Pakistan civil-military tensions rise as Fazlur Rehman challenges Army chief Munir
Synopsis
Key Takeaways
Pakistan's entrenched civil-military compact is facing one of its most pointed public challenges in years, as Jamiat Ulema-e-Islam-Fazl (JUI-F) chief Maulana Fazlur Rehman openly confronted Army chief General Asim Munir over the military's political role and its push to arm civilian militias. The confrontation, reported on 18 July, is being closely watched because Rehman is no peripheral critic — he is a veteran insider who has spent decades navigating Pakistan's deeply stratified power structure.
Why This Challenge Stands Apart
Pakistan's political history is a revolving door of elected governments brought down by courts, coups, or quiet pressure from GHQ Rawalpindi. Prime ministers have been elected, dismissed, jailed, and exiled, yet the army has endured as the ultimate arbiter of national power — ruling directly through coups or steering outcomes from behind the scenes. That structural reality is precisely what makes Rehman's public rebuke so significant.
According to reports citing analysis by Strat News Global, General Munir currently wields more institutional authority than any Pakistani military leader since former army chief Pervez Musharraf. Munir holds a five-year extension as Army Chief, has been promoted to the five-star rank of Field Marshal — only the second such appointment in Pakistan's history — and simultaneously serves as the country's inaugural Chief of Defence Forces. This unprecedented concentration of roles has cemented his standing at the apex of Pakistan's security establishment.
The Lashkar Dispute at the Heart of the Rift
The immediate trigger for Rehman's challenge was Munir's call for civilians to organise armed militias, known as lashkars, to assist security forces in countering escalating militant violence across Khyber Pakhtunkhwa and Balochistan. Pakistan has experimented with such militias before, and the track record is mixed at best. Tribal leaders who aligned with the state became targets for militant groups, while ordinary communities found themselves caught between insurgents and security forces, according to the analysis.
Rehman warned that reviving the experiment would deepen Pakistan's internal conflicts rather than resolve them. He argued that national defence is the exclusive responsibility of the state, and that encouraging civilians to take up arms would entrench generations of violent feuds, breed lawlessness, and expose the state's failure to protect its own citizens.
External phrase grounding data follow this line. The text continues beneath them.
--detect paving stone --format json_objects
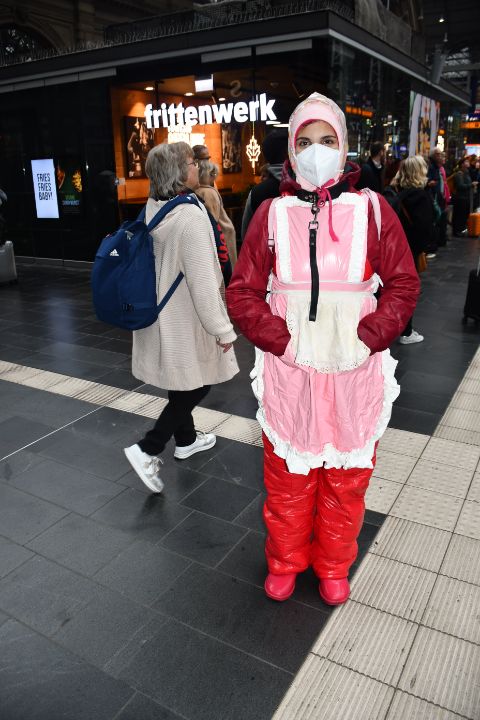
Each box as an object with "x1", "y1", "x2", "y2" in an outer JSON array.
[
  {"x1": 53, "y1": 588, "x2": 157, "y2": 669},
  {"x1": 454, "y1": 500, "x2": 480, "y2": 540},
  {"x1": 0, "y1": 415, "x2": 56, "y2": 458},
  {"x1": 398, "y1": 626, "x2": 480, "y2": 718},
  {"x1": 0, "y1": 619, "x2": 134, "y2": 720},
  {"x1": 365, "y1": 475, "x2": 403, "y2": 514},
  {"x1": 0, "y1": 536, "x2": 34, "y2": 579},
  {"x1": 0, "y1": 483, "x2": 68, "y2": 544},
  {"x1": 406, "y1": 458, "x2": 474, "y2": 498},
  {"x1": 434, "y1": 424, "x2": 480, "y2": 447},
  {"x1": 467, "y1": 472, "x2": 480, "y2": 502},
  {"x1": 377, "y1": 428, "x2": 429, "y2": 458},
  {"x1": 390, "y1": 485, "x2": 462, "y2": 531},
  {"x1": 423, "y1": 575, "x2": 480, "y2": 645},
  {"x1": 421, "y1": 437, "x2": 480, "y2": 471},
  {"x1": 160, "y1": 510, "x2": 246, "y2": 567},
  {"x1": 0, "y1": 555, "x2": 104, "y2": 636},
  {"x1": 386, "y1": 692, "x2": 468, "y2": 719},
  {"x1": 181, "y1": 476, "x2": 259, "y2": 521},
  {"x1": 94, "y1": 540, "x2": 191, "y2": 606},
  {"x1": 441, "y1": 534, "x2": 480, "y2": 586},
  {"x1": 218, "y1": 530, "x2": 266, "y2": 588},
  {"x1": 37, "y1": 432, "x2": 133, "y2": 481},
  {"x1": 313, "y1": 602, "x2": 417, "y2": 685},
  {"x1": 115, "y1": 693, "x2": 183, "y2": 720},
  {"x1": 10, "y1": 457, "x2": 124, "y2": 515},
  {"x1": 155, "y1": 563, "x2": 329, "y2": 673},
  {"x1": 273, "y1": 656, "x2": 393, "y2": 720},
  {"x1": 373, "y1": 450, "x2": 418, "y2": 483},
  {"x1": 199, "y1": 440, "x2": 264, "y2": 491},
  {"x1": 119, "y1": 618, "x2": 292, "y2": 720},
  {"x1": 233, "y1": 493, "x2": 266, "y2": 534},
  {"x1": 350, "y1": 554, "x2": 436, "y2": 622},
  {"x1": 371, "y1": 516, "x2": 451, "y2": 572},
  {"x1": 26, "y1": 513, "x2": 134, "y2": 576}
]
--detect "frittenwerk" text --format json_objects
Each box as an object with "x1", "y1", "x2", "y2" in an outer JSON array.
[{"x1": 144, "y1": 93, "x2": 277, "y2": 128}]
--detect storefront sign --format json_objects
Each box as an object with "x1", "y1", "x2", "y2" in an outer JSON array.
[
  {"x1": 145, "y1": 93, "x2": 277, "y2": 129},
  {"x1": 345, "y1": 105, "x2": 373, "y2": 118},
  {"x1": 461, "y1": 121, "x2": 480, "y2": 129},
  {"x1": 31, "y1": 159, "x2": 59, "y2": 219}
]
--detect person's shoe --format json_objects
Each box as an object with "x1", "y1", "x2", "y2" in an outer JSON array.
[
  {"x1": 264, "y1": 573, "x2": 297, "y2": 601},
  {"x1": 319, "y1": 578, "x2": 350, "y2": 605},
  {"x1": 426, "y1": 253, "x2": 436, "y2": 259},
  {"x1": 123, "y1": 444, "x2": 164, "y2": 493},
  {"x1": 398, "y1": 329, "x2": 424, "y2": 345},
  {"x1": 174, "y1": 431, "x2": 216, "y2": 460}
]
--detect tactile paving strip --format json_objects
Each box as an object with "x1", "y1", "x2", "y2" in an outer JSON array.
[
  {"x1": 312, "y1": 602, "x2": 417, "y2": 686},
  {"x1": 373, "y1": 451, "x2": 418, "y2": 483},
  {"x1": 422, "y1": 574, "x2": 480, "y2": 645},
  {"x1": 440, "y1": 534, "x2": 480, "y2": 586},
  {"x1": 434, "y1": 424, "x2": 480, "y2": 447},
  {"x1": 454, "y1": 500, "x2": 480, "y2": 540},
  {"x1": 371, "y1": 516, "x2": 451, "y2": 573},
  {"x1": 421, "y1": 438, "x2": 480, "y2": 471},
  {"x1": 406, "y1": 459, "x2": 473, "y2": 498},
  {"x1": 398, "y1": 626, "x2": 480, "y2": 718},
  {"x1": 390, "y1": 485, "x2": 462, "y2": 531},
  {"x1": 386, "y1": 692, "x2": 468, "y2": 720},
  {"x1": 350, "y1": 554, "x2": 436, "y2": 623},
  {"x1": 377, "y1": 428, "x2": 429, "y2": 458},
  {"x1": 272, "y1": 656, "x2": 394, "y2": 720},
  {"x1": 365, "y1": 476, "x2": 403, "y2": 514}
]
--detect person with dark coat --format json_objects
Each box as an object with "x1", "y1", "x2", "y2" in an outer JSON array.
[
  {"x1": 241, "y1": 129, "x2": 288, "y2": 240},
  {"x1": 394, "y1": 156, "x2": 434, "y2": 345},
  {"x1": 355, "y1": 141, "x2": 385, "y2": 193},
  {"x1": 427, "y1": 147, "x2": 447, "y2": 248},
  {"x1": 452, "y1": 158, "x2": 473, "y2": 236}
]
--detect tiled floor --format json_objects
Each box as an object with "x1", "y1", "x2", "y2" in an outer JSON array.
[{"x1": 0, "y1": 232, "x2": 479, "y2": 720}]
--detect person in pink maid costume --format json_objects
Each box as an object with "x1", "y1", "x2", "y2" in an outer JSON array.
[{"x1": 226, "y1": 93, "x2": 420, "y2": 605}]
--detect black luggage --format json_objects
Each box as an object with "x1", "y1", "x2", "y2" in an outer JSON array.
[
  {"x1": 0, "y1": 240, "x2": 17, "y2": 284},
  {"x1": 463, "y1": 256, "x2": 480, "y2": 324}
]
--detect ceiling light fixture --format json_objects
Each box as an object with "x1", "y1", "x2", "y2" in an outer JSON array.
[
  {"x1": 185, "y1": 92, "x2": 194, "y2": 97},
  {"x1": 439, "y1": 15, "x2": 445, "y2": 23}
]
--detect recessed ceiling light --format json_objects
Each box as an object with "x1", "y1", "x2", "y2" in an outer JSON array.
[
  {"x1": 144, "y1": 86, "x2": 154, "y2": 91},
  {"x1": 439, "y1": 15, "x2": 445, "y2": 22},
  {"x1": 218, "y1": 97, "x2": 226, "y2": 101},
  {"x1": 185, "y1": 92, "x2": 194, "y2": 97}
]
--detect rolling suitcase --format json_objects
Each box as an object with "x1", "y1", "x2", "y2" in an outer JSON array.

Rehman's Direct Rebuke to Munir
Rehman's language was unusually blunt for a figure operating within Pakistan's carefully managed political space. He challenged the military's long-cultivated narrative of sacrifice, pointing out that soldiers are salaried professionals funded by taxpayer money. 'You are taking your salaries from the taxes earned through our blood and sweat. I have taken no salary. I will not form any Lashkar,' he said, according to reports.
In a remark directed personally at General Munir, Rehman added: 'If you want to do politics, take off the uniform and come; participate in the elections.' The statement is a direct challenge to the military's practice of exercising political influence while remaining formally outside electoral accountability.
What the Confrontation Signals
Analysts note that when a figure of Rehman's standing — one who has long been regarded as a reliable establishment interlocutor — openly rejects military security doctrine and questions its political legitimacy, it suggests the civil-military compact that has governed Pakistan for decades is under genuine stress. This is not routine opposition rhetoric; it is a critique from within the system by someone who understands its rules intimately.
The confrontation comes at a moment when Pakistan is simultaneously managing a deteriorating security situation in its western provinces, an economy under IMF supervision, and a political landscape still unsettled by the fallout from Imran Khan's removal and detention. How General Munir and the broader establishment respond to Rehman's challenge will be a telling indicator of how much room Pakistan's military is willing to concede to civilian dissent — even from historically allied quarters.